Improvements will come thick and fast. They already have. Last weekend against Gold Coast, Port Adelaide didn’t have a great start, but showed up late in the game and almost stole a victory. 

In earlier rounds, Port Adelaide was starting strong and then fading when it mattered, allowing teams such as West Coast to run over the team and Carlton to draw level, late. 

In an inaugural season, inconsistencies have to be expected, but the girls have bought into Port Adelaide, the club, and the AFLW team, and want to keep working to be better each week. 

"I can tell you that all the players want to do is get better all the time and there's complete buy in on that, so that's where they're at right now," Arnell said.

"I'm very proud of the group of young women that we have in our club and I know they take plenty of learning from every single game of footy they play, and they stick together."

Erin Phillips

Erin Phillips (Port Adelaide) had 14 disposals in a tough first game against her old side. Image: Dani Brown

Bigger than a game of football

Friday night was not just a Round Six game of AFLW Season Seven, it was a celebration of women in sport in South Australia and the beginning of a new chapter in the rivalry between these two proud clubs.

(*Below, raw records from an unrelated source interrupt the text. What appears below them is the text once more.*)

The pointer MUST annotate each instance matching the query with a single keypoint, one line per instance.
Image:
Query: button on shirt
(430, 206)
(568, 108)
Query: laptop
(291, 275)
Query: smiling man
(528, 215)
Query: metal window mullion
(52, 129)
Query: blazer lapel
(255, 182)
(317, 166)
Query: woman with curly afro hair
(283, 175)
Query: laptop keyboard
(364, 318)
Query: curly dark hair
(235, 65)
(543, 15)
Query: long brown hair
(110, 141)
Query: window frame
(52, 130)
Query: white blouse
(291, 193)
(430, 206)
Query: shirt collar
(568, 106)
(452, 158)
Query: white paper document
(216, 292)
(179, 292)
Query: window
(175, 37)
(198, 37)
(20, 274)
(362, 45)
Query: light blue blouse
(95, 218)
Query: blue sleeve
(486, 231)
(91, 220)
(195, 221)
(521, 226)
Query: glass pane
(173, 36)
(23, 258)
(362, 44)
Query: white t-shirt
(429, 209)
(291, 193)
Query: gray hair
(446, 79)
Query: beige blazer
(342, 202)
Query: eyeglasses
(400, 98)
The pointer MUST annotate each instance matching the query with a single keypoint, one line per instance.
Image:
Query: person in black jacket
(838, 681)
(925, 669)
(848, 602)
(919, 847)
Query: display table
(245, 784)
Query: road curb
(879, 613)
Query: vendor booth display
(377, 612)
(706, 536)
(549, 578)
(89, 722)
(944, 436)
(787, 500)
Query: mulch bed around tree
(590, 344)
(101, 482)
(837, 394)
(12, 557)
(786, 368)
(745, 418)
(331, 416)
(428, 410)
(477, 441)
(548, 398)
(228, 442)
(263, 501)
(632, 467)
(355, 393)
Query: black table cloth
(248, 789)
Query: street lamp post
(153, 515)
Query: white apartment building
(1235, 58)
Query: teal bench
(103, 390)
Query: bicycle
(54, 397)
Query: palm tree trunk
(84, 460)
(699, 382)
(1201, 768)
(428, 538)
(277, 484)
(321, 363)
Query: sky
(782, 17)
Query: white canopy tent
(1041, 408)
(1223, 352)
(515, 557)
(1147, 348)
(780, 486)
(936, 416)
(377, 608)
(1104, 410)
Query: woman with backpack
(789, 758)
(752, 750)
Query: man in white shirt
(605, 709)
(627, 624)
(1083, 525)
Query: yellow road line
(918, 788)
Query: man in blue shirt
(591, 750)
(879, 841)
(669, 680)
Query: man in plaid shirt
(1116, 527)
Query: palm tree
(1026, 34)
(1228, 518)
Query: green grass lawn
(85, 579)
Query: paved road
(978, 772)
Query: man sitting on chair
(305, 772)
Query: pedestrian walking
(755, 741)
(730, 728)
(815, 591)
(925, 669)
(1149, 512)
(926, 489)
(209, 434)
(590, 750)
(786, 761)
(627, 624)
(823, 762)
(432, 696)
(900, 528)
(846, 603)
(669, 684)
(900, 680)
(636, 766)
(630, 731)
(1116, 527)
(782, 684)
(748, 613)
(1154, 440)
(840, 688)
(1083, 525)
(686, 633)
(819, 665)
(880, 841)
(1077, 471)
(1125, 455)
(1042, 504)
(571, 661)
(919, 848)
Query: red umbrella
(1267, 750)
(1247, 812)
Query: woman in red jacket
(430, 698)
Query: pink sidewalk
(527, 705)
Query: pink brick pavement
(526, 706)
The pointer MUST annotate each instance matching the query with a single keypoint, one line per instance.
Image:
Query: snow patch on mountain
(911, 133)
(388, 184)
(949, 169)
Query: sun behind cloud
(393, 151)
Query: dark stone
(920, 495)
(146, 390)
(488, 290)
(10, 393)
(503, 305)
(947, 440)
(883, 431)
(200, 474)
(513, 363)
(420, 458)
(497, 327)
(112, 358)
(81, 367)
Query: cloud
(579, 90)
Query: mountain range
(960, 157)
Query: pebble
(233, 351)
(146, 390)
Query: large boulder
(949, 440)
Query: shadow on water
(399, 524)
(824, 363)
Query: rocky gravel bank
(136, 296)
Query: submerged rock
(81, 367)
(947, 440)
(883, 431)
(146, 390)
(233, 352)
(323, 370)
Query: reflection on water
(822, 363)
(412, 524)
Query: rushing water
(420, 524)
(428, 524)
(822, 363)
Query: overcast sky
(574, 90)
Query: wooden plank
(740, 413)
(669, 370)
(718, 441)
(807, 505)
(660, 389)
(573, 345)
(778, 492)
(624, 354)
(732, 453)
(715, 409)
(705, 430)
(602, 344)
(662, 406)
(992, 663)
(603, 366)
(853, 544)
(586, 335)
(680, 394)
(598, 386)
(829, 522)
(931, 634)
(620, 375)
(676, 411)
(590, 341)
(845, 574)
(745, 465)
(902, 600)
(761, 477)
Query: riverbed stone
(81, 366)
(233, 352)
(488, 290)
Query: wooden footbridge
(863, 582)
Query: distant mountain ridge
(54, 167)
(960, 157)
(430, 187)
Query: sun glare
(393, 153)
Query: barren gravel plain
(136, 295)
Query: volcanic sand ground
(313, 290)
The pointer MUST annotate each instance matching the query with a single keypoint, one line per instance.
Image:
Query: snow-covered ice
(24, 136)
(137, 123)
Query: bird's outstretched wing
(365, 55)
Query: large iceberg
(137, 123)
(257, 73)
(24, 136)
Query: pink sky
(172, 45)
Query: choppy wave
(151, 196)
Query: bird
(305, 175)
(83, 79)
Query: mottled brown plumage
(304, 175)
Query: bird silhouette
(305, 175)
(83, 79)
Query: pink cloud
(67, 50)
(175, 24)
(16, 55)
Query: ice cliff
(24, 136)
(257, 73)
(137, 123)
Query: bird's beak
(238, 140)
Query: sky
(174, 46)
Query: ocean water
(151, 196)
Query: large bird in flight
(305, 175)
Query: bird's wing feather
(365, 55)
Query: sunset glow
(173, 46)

Fans turned out in big numbers to see the first AFLW Showdown live at Adelaide Oval, a crowd of 20,652 making their way to the ground on a beautiful night for football. 

"It was outstanding; the atmosphere was electric, Port Adelaide do an amazing job of their pre-game and so that just all added to the theatre", Clarke reflected.

Clarke added that he was "really pleased with the way that players absorbed that and enjoyed that and then got to work".

"The fact that the South Australian community got behind the game… it was a great night for footy and I thought everyone played their part in the job", he said.

Port Adelaide fans

Port Adelaide fans stand for 'Never Tear Us Apart' before the first bounce. Image: Dani Brown

While the game might have been one-sided and nothing like the competitive contest the clubs and their fans were hoping for, Arnell said it "speaks a lot to South Australian footy" that fans did come in droves and women in sport were recognised as part of the historic occasion.

"I know there was a big celebration of women's sport and generations, and generations of female sporting heroes in South Australia celebrated tonight and over 20,000 I'm told here, an epic crowd," Arnell said.

"I think, that's one part of the night - there's a huge celebration - something for both clubs to be really proud of."

Both teams will rest up before big clashes next weekend. The Adelaide Crows are set to host the Fremantle Dockers at Unley Oval on Saturday, October 8 at 2.40pm ACST, while the Port Adelaide Power will travel to Melbourne to take on the Hawthorn Hawks at Skybus Stadium on Saturday, October 8 from 7.10pm AEST.